Hamming’s key insight was that applying multiple parity checks to carefully selected subsets of bits can not only detect an error but also pinpoint its exact location [00:08:32]. This functions like a game of “20 questions,” where yes/no queries halve the space of possibilities [00:08:46].

For a 16-bit block (positions 0-15), 4 positions are reserved as redundancy bits, typically powers of 2 (1, 2, 4, 8) [00:04:25]. These bits control the parity of specific subsets of data bits.

  • Example (16-bit block):
    • Check 1: Parity check on all odd-numbered positions (using position 1 as parity bit) [00:08:54].
    • Check 2: Parity check on the right half of the grid (using position 2 as parity bit) [00:09:50].
    • Check 3: Parity check on the odd rows (using position 4 as parity bit) [00:11:13].
    • Check 4: Parity check on the bottom two rows (using position 8 as parity bit) [00:11:26].

By combining the results of these checks, a single bit error can be precisely located within the block [00:11:37]. For instance, if errors are detected in the odd columns and the right half, the error must be in the last column [00:10:35].

The “No Error” Condition and Extended Hamming Codes

Originally, four parity checks yield 16 possible outcomes, which could pinpoint 1 of 16 positions. However, a 17th outcome is needed to indicate “no error” [00:14:17].

A simple solution is to discard position 0, making it a 15-bit block where 11 bits carry the message and 4 are for redundancy. If all four parity checks show even parities, it unambiguously means no error [00:14:33]. This is known as a 15-11 Hamming code [00:14:53].

An extended Hamming code utilizes position 0 as an additional parity bit for the entire block [00:15:08]. This allows for the detection of two-bit errors, even if they cannot be corrected [00:15:11]. If a single bit error occurs, the overall block parity becomes odd (detected by bit 0), and the four error-correcting checks will also indicate an error.
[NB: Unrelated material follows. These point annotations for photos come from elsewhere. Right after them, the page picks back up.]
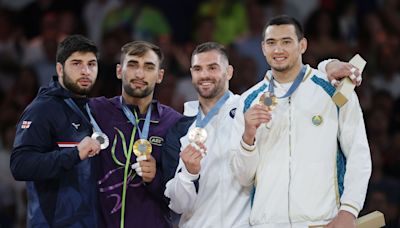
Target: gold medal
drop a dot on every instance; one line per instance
(142, 147)
(268, 100)
(197, 135)
(101, 138)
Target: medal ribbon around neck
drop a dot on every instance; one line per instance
(293, 87)
(144, 132)
(142, 135)
(98, 133)
(201, 123)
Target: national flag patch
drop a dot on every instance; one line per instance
(26, 124)
(67, 144)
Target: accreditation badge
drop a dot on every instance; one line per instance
(102, 139)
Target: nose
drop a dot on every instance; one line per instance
(85, 69)
(278, 48)
(139, 72)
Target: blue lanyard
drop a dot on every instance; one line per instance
(293, 87)
(144, 132)
(203, 122)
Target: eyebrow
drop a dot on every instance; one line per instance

If two errors occur, the overall block parity might revert to even, but the four error-correcting checks would still show anomalies, signaling that at least two errors happened [00:15:34].

Implementation Overview

When implementing a Hamming code:

  1. Sender: Divides the message into chunks (e.g., 11-bit chunks for a 16-bit block) [00:16:29].
  2. Sender: Places message bits into all positions not reserved for error correction (i.e., not powers of 2, plus position 0 for extended codes) [00:16:54].
  3. Sender: Calculates and sets the parity bits (at positions 1, 2, 4, 8) for their respective subsets to ensure even parity [00:17:05].
  4. Sender: For an extended Hamming code, calculates and sets the parity bit at position 0 to ensure the overall block has even parity [00:17:31].
  5. Receiver: Checks the parity of the same subsets of bits that the sender used to set the parity bits (at positions 1, 2, 4, 8) [00:18:21].
  6. Receiver: The combination of results from these checks (which ones are odd/even) precisely indicates the position of a single bit error, if any [00:18:38].
  7. Receiver: Checks the overall parity of the block (using bit 0). If it’s even but other parity checks indicate an error, it suggests multiple errors [00:18:51].
  8. Receiver: Corrects the identified bit by flipping it [00:19:01].
  9. Receiver: Extracts the original message bits, excluding the redundancy bits [00:19:05].

The elegance of this algorithm allows for the core logic to be condensed into a single operation, making it efficient for machines to implement [00:19:21]. The systematic scaling of Hamming codes means that for a block of 256 bits, only eight yes/no questions (corresponding to eight parity bits) are needed to binary search for and pinpoint an error location [00:13:02].